# Wanted: Drum carder



## arabgurl88 (Jan 12, 2007)

I am looking for a reasonably prices drum carder. Hand carding takes way to long with the amount of wool we are processing now! Thanks


----------



## Marchwind (May 10, 2002)

If you look in the stickies there should be a link to the Fiber housecleaning pages. Check there for used things you may find it. Or check eBay.

Most of us who have them are way to happy with them to give them up :shrug: 

BTW, if you do find on let us know where. Good Luck!


----------



## MullersLaneFarm (Jul 23, 2004)

But only after you've bought it else someone else might buy it!!

You're safe from me - I have a PG Deb's Deluxe!!!


----------



## Katherine in KY (May 11, 2002)

If by reasonably priced you mean inexpensive you're probably out of luck unless you can find one used that someone is basically giving away. Drum carders are expensive; even the small ones are several hundred dollars. I think they're well worth it, though, if you're going to be processing whole fleeces. And be wary of used ones that might be rusty or have teeth missing. Still, I have a Strauch Finest, and I still comb, flick or tease all the fibers (using dog combs mostly) I put through it. That makes for double the amount of work--you could just spin from the teased fiber--but it makes the batts sooo much nicer. I like the prep process almost as much as the spinning--nice fiber is just a joy to work with.
Good luck in your search.


----------



## MullersLaneFarm (Jul 23, 2004)

You're right Katherine.

I thought I'd be able to go so much faster using a drum carder instead of just hand cards .... WRONG!

It added a new dimension to my fiber. I, too, flick, comb, pick or tease (or combo of said) before putting it through the drum carder. The bats are marvelous.

I want to try using a ditz for roving. Instead of paying big $$ for one, I'm thinking about using a washer (as in what you use with a bolt). Think it would work???


----------



## Katherine in KY (May 11, 2002)

I'm sure it will work, but it might be hard to hold onto. Some people use the plastic top with holes of a spice bottle or just punch holes in a piece of plastic. I have one with a hole in a rounded piece of PVC.


----------



## arabgurl88 (Jan 12, 2007)

I know that drum carders are expensive and I'm not looking for something cheap. I whould consider a used one in fair condition but I just ment something under maybe $400.


----------



## MullersLaneFarm (Jul 23, 2004)

thanks Katherine! One of these days, I'll have to look around and see what I have to experiment with. It will probably have to wait until winter again though. The gardens are already taking up most of my spare time.

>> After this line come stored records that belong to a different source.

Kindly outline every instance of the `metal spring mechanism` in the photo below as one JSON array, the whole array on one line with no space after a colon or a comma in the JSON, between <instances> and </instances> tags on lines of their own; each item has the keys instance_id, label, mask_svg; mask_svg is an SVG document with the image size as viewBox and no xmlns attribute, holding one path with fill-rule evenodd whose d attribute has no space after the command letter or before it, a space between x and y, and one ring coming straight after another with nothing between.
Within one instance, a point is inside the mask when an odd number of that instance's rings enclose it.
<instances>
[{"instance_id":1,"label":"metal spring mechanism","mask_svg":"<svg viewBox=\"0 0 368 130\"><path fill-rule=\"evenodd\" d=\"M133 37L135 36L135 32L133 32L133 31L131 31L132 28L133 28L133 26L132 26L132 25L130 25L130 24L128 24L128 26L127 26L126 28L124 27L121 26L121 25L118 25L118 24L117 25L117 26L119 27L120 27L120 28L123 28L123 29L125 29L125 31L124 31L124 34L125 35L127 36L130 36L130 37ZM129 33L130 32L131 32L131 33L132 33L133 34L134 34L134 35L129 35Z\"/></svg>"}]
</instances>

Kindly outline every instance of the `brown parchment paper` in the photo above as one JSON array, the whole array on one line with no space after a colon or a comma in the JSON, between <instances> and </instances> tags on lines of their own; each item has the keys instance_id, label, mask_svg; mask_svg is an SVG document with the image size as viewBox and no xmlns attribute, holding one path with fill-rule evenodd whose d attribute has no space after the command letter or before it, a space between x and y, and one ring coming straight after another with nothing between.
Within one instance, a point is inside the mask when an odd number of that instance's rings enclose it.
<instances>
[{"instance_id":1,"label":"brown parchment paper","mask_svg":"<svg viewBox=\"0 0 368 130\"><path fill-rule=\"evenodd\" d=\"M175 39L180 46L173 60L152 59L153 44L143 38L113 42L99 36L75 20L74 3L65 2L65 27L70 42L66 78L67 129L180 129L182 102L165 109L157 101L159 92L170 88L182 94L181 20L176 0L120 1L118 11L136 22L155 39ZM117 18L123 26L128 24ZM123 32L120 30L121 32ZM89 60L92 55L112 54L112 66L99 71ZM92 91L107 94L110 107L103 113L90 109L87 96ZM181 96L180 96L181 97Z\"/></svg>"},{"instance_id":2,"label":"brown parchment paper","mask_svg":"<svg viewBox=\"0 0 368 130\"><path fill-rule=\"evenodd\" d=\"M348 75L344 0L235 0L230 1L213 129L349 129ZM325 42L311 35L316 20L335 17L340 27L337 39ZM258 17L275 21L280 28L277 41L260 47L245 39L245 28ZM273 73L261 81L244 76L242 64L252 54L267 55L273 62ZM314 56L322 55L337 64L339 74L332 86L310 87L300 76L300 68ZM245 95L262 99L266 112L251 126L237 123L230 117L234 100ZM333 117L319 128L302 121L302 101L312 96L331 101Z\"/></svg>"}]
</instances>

Unless ..... I can find time for someone to experiment with it during our Homesteading Weekend next month!


----------



## Katherine in KY (May 11, 2002)

Arabgurl, if you're willing to go up to $400 you should be able to find one. Watch E-Bay; I saw 2 Louet carders go for under $400 a few weeks ago. Also the Housecleaning pages might have one. Looking at The Woolery catalog, I see the Strauch Petite is $304 as a kit, $319 assembled; the Louet Roving carder is $335. Good luck in your search


----------